Ganendra

SAKHA ZENN
Chapter #15

Pilihan Terbaik

Di bawah langit jingga yang mulai kehilangan sinar matahari, Erik duduk diam di atas jembatan taman yang sudah sepi sejam yang lalu. Dia tidak mempunyai tujuan yang jelas. Untuk apa dia melakukan semua yang sudah ia lakukan sejauh ini. Untuk apa perbuatannya selama ini. Untuk balas dendam?

“Bu,” Erik menelpon ibunya. Satu-satunya ynag bisa mengobati keresahan hatinya adalah sosok ibu.

“Iya, Erik. Ada apa? Apa ada masalah?”

“Ibu kira Erik bakal telpon ibu cuma kalo ada masalah? Nggak kok, Bu. Erik baik-baik aja,” Erik enggan mengutarakan masalahnya. Dia bukanlah sosok anak yang akan mengatakan masalahnya pada ayah ibunya.

“Baiklah. Hhh … sudah berapa hari ibu tidak melihat kamu. Ibu sangat rindu sama kamu, Nak,” terdengar begitu jelas suara dari seberang sana, ibunya yang menahan tangis.

“Erik juga sangat rindu sama ibu, sama Rika juga. Salam buat Rika, Bu. Ibu kalo ada masalah langsung telpon Erik, ya. Erik bakal langsung ke sana,”

“Iya. Ibu sama Rika bakal baik-baik aja. Kamu fokus aja sama apa yang sedang kamu lakuin sekarang,”

“Bu, Ibu pernah merasa putus asa nggak, Bu?” Erik akhirnya mulai terbawa suasana.

“Pernah. Waktu itu … Bahkan ibu ngerasa semua yang udah ibu lakuin itu sia-sia. Padahal sekecil apapun usaha yang udah ibu lakuin, semua itu juga ada nilainya,”

“Terus apa yang ibu lakuin?”

“Ibu sangat bersyukur waktu itu ketemu sama ayah. Dia selalu dukung ibu. Juga temen-temen ibu yang pastinya punya peran besar buat menyukseskan apa yang pengin ibu capai waktu itu. Jadi kalo Erik lagi putus asa, kamu lihat kembali peran orang-orang di sekitar kamu, yang dukung kamu penuh, yang memprioritaskan kepentingan kamu dibanding kepentingan mereka sendiri. Ibu pikir begitu,”

Perkataan seorang ibu adalah sebuah anugerah, ilmu, juga doa yang akan sangat berarti bagi putra-putrinya. Dia yang sangat mengerti bagaimana perasaan anaknya walau hanya mendengar suara atau menatap wajahnya. Dia yang akan menyadari keberadaan anaknya walaupun dia tidak bisa merasakan secara langsung dengan panca indranya.

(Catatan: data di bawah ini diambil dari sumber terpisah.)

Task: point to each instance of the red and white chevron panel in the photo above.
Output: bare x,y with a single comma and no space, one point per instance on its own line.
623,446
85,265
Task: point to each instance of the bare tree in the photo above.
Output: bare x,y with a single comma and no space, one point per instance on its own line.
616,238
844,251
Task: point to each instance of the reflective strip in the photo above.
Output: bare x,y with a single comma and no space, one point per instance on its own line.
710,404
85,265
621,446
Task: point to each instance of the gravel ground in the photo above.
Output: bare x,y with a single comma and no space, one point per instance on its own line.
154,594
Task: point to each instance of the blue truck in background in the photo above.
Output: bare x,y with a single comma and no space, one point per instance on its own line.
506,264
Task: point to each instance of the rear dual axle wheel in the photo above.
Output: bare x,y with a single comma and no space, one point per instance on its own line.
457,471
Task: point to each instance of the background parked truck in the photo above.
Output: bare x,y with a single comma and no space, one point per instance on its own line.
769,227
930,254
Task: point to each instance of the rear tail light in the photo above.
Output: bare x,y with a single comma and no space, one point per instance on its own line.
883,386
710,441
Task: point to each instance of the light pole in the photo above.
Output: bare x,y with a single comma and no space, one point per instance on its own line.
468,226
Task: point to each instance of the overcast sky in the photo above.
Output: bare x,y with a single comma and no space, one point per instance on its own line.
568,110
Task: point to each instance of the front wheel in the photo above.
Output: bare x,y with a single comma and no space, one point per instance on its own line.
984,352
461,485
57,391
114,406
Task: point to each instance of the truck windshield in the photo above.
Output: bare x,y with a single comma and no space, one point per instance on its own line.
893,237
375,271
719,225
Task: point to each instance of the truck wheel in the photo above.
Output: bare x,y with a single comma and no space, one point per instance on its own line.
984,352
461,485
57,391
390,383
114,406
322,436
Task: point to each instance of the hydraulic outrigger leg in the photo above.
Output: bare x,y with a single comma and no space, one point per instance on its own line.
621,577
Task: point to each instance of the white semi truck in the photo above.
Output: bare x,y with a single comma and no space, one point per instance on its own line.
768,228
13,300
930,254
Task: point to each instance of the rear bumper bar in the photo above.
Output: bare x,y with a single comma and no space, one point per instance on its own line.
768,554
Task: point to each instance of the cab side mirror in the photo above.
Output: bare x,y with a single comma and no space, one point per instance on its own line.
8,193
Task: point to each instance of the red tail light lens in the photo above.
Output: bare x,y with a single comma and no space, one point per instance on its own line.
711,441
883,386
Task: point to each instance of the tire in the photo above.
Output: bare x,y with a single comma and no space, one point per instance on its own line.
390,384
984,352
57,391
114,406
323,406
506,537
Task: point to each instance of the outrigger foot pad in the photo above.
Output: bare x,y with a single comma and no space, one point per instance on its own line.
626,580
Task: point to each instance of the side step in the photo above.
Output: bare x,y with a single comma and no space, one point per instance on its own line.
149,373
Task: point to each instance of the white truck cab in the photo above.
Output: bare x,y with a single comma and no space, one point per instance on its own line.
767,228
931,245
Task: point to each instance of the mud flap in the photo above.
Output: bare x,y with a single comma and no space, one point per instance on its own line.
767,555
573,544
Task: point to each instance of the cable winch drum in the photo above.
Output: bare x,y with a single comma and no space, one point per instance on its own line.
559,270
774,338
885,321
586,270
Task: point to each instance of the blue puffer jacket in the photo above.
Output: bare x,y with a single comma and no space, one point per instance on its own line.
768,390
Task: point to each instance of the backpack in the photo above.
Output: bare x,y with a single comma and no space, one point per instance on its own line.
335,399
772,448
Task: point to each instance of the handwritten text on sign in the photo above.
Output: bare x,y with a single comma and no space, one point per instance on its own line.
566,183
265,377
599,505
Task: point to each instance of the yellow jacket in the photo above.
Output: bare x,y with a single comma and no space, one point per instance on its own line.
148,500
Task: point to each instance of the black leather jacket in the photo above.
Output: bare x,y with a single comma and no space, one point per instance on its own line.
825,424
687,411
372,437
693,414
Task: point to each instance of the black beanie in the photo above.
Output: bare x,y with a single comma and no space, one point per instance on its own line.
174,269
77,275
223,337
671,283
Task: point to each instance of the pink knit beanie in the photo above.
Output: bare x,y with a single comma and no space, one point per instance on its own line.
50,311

“Terimakasih, Bu. Erik ngerti sekarang,” Erik tersenyum mendengar cerita sekaligus nasihat ibunya. Selama ini Erik adalah cowok yang mandiri dan bisa menyelesaikan semua masalahnya. Tapi di balik itu semua, hatinya justru sangat lemah. Dia tidak bisa melupakan semua hal yang sudah membuat bekas di permukaan hatinya. Dia akan terus mengingatnya, sampai suatu kebahagiaan yang lebih besar bisa menutupi bahkan menyembuhkannya.

Selesai menutup telepon ibunya, dia mendapat panggilan.

“Nomor siapa ini?”

Erik pun menerimanya, “Halo, maaf ini siapa?”